Dominado pelas imagens, pela velocidade e pela fluidez do
instantâneo, que se sintetizam no império da internet, o mundo
contemporâneo parece pulverizar a noção de sujeito. Não é, contudo, o
que pensa o filósofo francês Michel Maffesoli, que esteve no Brasil
neste mês para uma palestra no Círculo Psicanalítico do Rio de Janeiro. E
de quem a editora Forense Universitária lançou, recentemente, o ensaio
"O Tempo Retorna" (trad.: Teresa Dias Carneiro, 126 págs., R$ 49,00).

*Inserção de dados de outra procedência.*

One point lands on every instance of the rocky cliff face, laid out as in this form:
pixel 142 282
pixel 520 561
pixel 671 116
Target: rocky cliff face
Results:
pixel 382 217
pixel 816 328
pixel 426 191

Em vez de pensar em avanço ou, ao contrário, em retrocesso, Maffesoli
prefere falar de um mundo que se desenrola em formato de espiral. Em
meio às novas tribos do século XXI, que se agregam em torno das redes
comunitárias, aspectos arcaicos - desprezados ao longo de quatro séculos
de racionalismo - retornam com toda a força e em outro nível. É do que
ele nos fala nesta entrevista.
Valor: O mundo contemporâneo parece se definir pela morte do sujeito. Os
meninos que passam horas a fio nas LAN houses não carregam mais
fantasias dentro de si. E nem precisam delas: as fantasias lhe são
fornecidas pelas máquinas. Parecem hipnotizados e vazios. Como você
avalia esse novo cenário?
Michel Maffesoli: A grande mudança que vivemos hoje é
a passagem do indivíduo para a comunidade. Já Heidegger nos falou da
transformação da sociedade do Eu na sociedade do Nós. É preciso não se
deixar cegar pelo que seriam as novidades de nossa situação. Reconhecer
com humildade que é próprio da espécie animal - nossa espécie -
relacionar-se sempre com a técnica. É isso que marca essencialmente
nossa especificidade, nossa singularidade. A relação com a técnica
contemporânea não tem nada de novo. Isso mostra, porém, que em certos
momentos, justamente por causa do desenvolvimento da tecnologia, as
imagens e a imaginação agora retornam. Voltamos ao que o racionalismo
moderno eliminou. Não existe nesse retorno, contudo, uma "eliminação da
alma". Ao contrário, surge uma "alma multiplicada", que eu chamo de
"organismo místico". Convém evitar, em face da irrupção dos novos meios
de comunicação interativos, uma posição totalmente crítica. O melhor é
acompanhar o processo que se desenrola, com o objetivo de que ele dê o
melhor de si mesmo.
"O Facebook, o Second Life etc. recuperaram o
'ideal comunitário'. Chegamos a uma sociedade que enfatiza a relação
com o outro", afirma
Valor: Com a expansão da internet, estamos todos
em "outro mundo", que parece irreversível e contra o qual não adianta
lutar. Daí o clima depressivo que envolve as gerações mais maduras.
Contudo, em "O Tempo Retorna", você aponta uma surpreende conexão entre o
arcaico e o futuro. Você não vê motivo para o pessimismo, mas, ao
contrário, para o otimismo. Pode explicar isso melhor?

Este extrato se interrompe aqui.